Javert Rovinski, on Jul 30 2003, 04:31 PM, said:
States, however, are free to pas laws forcing their electors to obey the will of the people.
It's true that States may pass, and have passed, such laws... whether or not they’re actually enforceable or not is another question. Remember, Article II, Section 1 states:
Each state shall appoint, in such manner as the Legislature thereof may direct, a number of electors, equal to the whole number of Senators and Representatives to which the State may be entitled in the Congress: but no Senator or Representative, or person holding an office of trust or profit under the United States, shall be appointed an elector.
Thus, the Constitution only allows the states to decide how the electors are chosen. In the Constitutional ideal, electors (theoretically presumed to be the greatest and wisest men of each State chosen by the people or the State legislature, etc.) gather together with their fellow electors at a convention in their State capitol, passionately debate with each other about whom they feel would make the best President, and cast their votes accordingly.
With this in mind, I would argue State laws that presume to tell electors what to do when they cast their vote guaranteed them by the U.S. Constitution are null and void. The fact the Constitution gives electors a vote plainly means they are bestowed with the power to make a choice -- for making a choice is the essence of voting. The Constitution granted States no power to take away the elector’s choice. Somewhat similarly, the Supreme Court has struck down State laws presuming to impose term limits on U.S. Congressmen. Mere state laws cannot alter the mechanisms of the Federal Government established by the Constitution.
Having said all that, the point is, of course, academic.
People like the idea of having the electors bound to the will of the people of the State; and nobody is really interested in challenging these laws.
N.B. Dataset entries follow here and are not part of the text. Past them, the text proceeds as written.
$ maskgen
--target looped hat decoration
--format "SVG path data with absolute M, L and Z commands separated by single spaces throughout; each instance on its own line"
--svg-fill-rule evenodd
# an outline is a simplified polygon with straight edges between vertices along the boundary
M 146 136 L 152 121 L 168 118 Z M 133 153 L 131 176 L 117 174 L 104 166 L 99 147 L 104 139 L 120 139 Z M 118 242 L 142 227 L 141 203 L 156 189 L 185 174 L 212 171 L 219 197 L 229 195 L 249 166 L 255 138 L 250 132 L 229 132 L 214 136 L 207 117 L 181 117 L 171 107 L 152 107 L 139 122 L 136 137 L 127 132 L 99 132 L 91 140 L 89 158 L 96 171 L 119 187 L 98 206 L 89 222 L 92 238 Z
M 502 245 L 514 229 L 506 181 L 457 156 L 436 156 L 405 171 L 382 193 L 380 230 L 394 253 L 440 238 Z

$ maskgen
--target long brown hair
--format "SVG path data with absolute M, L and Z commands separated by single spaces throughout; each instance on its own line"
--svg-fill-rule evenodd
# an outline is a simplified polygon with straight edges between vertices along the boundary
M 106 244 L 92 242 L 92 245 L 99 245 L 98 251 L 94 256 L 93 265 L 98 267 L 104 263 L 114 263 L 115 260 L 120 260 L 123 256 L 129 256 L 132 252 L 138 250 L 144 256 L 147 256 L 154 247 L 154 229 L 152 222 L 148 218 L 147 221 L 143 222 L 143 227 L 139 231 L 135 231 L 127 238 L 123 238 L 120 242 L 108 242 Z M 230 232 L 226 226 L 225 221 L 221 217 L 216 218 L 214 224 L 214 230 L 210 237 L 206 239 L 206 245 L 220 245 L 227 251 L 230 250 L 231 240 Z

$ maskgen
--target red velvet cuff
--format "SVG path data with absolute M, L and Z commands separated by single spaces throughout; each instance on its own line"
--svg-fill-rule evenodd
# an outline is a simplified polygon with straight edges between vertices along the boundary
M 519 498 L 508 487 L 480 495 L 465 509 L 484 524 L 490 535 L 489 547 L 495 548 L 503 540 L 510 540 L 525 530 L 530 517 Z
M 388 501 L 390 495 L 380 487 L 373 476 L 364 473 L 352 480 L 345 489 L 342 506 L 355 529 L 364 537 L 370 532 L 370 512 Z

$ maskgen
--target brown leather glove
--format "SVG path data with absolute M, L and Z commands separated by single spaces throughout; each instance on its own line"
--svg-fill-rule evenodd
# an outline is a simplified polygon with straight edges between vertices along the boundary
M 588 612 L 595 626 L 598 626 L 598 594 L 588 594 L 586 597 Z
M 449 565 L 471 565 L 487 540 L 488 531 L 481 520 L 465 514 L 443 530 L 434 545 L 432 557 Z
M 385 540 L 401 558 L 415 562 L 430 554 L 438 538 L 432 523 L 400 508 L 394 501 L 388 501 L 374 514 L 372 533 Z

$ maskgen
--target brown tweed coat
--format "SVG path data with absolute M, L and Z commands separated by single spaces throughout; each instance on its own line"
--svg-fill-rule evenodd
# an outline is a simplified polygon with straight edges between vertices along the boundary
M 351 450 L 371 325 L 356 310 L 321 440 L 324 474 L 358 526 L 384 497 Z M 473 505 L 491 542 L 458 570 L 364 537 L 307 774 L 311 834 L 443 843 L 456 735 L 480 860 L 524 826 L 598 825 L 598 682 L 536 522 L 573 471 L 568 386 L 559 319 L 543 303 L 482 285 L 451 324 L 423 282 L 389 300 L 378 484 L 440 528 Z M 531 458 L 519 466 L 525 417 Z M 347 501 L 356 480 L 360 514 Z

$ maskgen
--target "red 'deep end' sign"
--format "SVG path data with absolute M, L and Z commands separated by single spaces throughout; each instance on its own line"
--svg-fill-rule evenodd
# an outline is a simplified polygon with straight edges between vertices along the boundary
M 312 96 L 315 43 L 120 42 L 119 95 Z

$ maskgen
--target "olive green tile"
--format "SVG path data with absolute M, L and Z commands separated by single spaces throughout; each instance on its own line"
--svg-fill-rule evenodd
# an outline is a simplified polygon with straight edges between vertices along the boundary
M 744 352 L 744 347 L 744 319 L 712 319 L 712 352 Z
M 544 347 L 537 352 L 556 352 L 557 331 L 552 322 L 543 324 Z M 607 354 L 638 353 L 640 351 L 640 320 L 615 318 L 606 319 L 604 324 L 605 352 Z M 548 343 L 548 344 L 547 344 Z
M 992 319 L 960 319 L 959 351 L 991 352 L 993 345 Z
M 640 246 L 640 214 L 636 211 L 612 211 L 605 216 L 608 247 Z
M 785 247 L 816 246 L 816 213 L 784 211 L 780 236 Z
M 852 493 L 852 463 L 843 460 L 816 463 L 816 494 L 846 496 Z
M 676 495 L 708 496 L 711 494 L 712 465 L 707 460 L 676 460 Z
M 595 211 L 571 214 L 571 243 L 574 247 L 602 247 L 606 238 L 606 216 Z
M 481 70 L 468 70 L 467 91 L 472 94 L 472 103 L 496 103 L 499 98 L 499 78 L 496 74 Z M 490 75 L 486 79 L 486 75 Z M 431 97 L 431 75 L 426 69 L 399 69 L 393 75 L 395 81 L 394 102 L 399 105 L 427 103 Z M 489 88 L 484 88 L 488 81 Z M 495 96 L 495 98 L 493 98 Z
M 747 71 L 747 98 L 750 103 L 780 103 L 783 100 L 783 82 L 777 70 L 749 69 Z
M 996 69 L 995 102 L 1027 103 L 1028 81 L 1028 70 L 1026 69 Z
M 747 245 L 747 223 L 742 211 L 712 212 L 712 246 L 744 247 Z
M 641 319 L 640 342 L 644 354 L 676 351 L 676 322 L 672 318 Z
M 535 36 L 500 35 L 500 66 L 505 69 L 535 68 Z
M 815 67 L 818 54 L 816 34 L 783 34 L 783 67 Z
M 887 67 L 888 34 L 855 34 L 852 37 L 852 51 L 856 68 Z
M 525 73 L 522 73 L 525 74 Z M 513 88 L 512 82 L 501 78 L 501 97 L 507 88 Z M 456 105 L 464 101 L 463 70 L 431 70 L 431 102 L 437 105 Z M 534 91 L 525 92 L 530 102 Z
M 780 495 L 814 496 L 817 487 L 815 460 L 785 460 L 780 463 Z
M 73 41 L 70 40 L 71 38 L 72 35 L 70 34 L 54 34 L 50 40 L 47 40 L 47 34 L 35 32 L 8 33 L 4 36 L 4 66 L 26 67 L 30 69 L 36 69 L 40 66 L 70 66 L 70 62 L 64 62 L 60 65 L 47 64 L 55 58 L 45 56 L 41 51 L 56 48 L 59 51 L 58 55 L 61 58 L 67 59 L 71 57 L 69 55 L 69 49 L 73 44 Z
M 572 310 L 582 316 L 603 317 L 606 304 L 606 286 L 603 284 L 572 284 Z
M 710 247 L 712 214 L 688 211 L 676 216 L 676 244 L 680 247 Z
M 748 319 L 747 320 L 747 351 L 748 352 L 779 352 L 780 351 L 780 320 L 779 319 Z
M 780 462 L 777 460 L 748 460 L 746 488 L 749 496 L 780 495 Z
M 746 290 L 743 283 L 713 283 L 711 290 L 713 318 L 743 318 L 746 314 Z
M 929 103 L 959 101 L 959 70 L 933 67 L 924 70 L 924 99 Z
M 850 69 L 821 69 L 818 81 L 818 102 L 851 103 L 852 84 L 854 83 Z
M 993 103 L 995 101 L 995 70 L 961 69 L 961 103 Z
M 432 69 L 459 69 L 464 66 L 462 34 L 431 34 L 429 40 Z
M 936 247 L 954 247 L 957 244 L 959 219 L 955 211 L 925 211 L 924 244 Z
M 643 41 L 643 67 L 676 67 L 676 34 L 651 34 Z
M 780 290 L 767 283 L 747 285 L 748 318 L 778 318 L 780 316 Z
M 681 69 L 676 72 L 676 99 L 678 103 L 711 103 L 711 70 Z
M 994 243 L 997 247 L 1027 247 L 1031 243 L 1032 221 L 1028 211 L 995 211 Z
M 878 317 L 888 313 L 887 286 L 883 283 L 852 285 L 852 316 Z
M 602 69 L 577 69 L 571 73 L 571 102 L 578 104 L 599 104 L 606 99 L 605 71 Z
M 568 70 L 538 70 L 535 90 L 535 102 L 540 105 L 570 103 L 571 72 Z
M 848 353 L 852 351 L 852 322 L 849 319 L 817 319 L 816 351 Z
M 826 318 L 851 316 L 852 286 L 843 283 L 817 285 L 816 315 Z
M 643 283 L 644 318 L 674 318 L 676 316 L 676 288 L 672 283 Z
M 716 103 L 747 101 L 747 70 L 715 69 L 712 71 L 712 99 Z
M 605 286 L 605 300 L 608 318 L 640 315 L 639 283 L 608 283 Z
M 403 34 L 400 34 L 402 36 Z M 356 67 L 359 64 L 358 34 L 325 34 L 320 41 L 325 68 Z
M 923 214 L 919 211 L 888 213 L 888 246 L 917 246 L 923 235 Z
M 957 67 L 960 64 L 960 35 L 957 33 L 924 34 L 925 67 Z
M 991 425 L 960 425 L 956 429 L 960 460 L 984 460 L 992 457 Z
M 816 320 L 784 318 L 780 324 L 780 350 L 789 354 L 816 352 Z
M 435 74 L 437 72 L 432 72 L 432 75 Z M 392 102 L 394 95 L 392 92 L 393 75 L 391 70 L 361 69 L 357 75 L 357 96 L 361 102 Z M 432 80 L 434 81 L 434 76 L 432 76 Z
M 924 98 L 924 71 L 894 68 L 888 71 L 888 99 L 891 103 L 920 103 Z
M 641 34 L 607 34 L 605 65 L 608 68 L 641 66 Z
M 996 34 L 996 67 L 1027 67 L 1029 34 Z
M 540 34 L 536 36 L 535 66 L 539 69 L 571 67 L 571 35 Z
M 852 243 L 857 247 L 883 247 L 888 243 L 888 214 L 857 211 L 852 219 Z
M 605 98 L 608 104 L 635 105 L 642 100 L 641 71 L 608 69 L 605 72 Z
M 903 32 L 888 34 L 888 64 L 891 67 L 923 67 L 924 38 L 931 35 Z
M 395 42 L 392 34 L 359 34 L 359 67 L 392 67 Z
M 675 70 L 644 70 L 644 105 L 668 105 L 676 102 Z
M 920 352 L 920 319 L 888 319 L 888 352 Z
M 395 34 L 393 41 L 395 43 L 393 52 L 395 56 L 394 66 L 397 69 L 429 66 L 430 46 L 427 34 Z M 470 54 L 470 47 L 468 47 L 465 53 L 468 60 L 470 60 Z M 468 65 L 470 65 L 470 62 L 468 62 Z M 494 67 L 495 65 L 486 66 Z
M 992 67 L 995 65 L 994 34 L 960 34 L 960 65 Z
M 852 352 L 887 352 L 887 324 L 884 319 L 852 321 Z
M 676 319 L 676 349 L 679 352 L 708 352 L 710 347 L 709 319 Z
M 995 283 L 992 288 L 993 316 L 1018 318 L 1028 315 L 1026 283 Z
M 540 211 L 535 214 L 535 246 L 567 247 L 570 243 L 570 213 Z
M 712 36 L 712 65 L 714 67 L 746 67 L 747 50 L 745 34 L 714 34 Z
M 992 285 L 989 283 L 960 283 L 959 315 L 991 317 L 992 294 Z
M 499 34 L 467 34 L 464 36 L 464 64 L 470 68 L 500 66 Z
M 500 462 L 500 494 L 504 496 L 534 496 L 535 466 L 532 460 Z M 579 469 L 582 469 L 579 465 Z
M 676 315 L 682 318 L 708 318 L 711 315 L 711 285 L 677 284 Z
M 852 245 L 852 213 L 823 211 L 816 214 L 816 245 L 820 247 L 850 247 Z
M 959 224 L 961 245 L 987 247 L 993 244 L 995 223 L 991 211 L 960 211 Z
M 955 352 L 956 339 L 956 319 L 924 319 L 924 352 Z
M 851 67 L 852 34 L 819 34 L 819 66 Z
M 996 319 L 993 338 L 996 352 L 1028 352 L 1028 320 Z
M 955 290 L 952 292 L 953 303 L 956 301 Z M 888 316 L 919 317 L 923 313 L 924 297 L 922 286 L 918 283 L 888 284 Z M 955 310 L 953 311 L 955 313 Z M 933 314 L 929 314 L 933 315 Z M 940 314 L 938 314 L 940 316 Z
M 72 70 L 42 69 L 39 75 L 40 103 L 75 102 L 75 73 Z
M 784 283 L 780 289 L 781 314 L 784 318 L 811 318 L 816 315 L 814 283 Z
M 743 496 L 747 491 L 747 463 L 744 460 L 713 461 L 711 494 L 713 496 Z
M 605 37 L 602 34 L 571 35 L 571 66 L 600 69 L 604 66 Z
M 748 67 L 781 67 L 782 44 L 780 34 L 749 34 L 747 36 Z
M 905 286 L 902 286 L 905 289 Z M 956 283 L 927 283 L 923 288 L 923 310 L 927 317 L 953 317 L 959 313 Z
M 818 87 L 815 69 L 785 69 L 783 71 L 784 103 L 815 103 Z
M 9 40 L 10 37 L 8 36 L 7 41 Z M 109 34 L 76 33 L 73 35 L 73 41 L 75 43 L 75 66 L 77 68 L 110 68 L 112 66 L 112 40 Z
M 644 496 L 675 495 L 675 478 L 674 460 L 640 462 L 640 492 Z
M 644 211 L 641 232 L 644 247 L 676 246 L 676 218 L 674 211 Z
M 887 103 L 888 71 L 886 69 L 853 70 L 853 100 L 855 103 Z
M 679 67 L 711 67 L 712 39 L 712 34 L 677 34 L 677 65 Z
And if such a Supreme Court decision ever came down, I'm sure a Constitutional Amendment overruling it would be passed in short order.
I really like the congressional idea.
Congressional districts... wouldn’t those would be the pesky little things that keep leading to legislators fleeing Texas?
Under this proposal, gerrymandering would not only affect representation in the U.S. House, but the selection of the President as well. No, I've never liked the sound of that.
Another idea I’ve heard but hasn’t been mentioned in this thread: since there is no Constitutional requirement that electoral votes be awarded on a winner-take-all basis, divide each State's electoral votes based on the amount of votes cast for each candidate*. So, a State with 10 electoral votes whose populace voted 60% Republican, 30% Democratic, and 10% Green would issue 6 votes to the Republican candidate, 3 to the Democrat, and 1 to Ralph Nader.
Imagine the countless kids cursing our names as they learn the formula in Civics class and struggle through the calculations on the final exam!
Or, we could simply keep the current winner-take-all votes system, but amend the Constitution to abolish the actual casting of votes by electors in their State Capitols. The person with the most votes in each state is simply awarded all the electoral votes.
* Naturally, you’d want to include other specifics, such as perhaps a 33% of the vote threshold (since each State is guaranteed a minimum 3 electoral votes), guidelines as to when you round up, etc.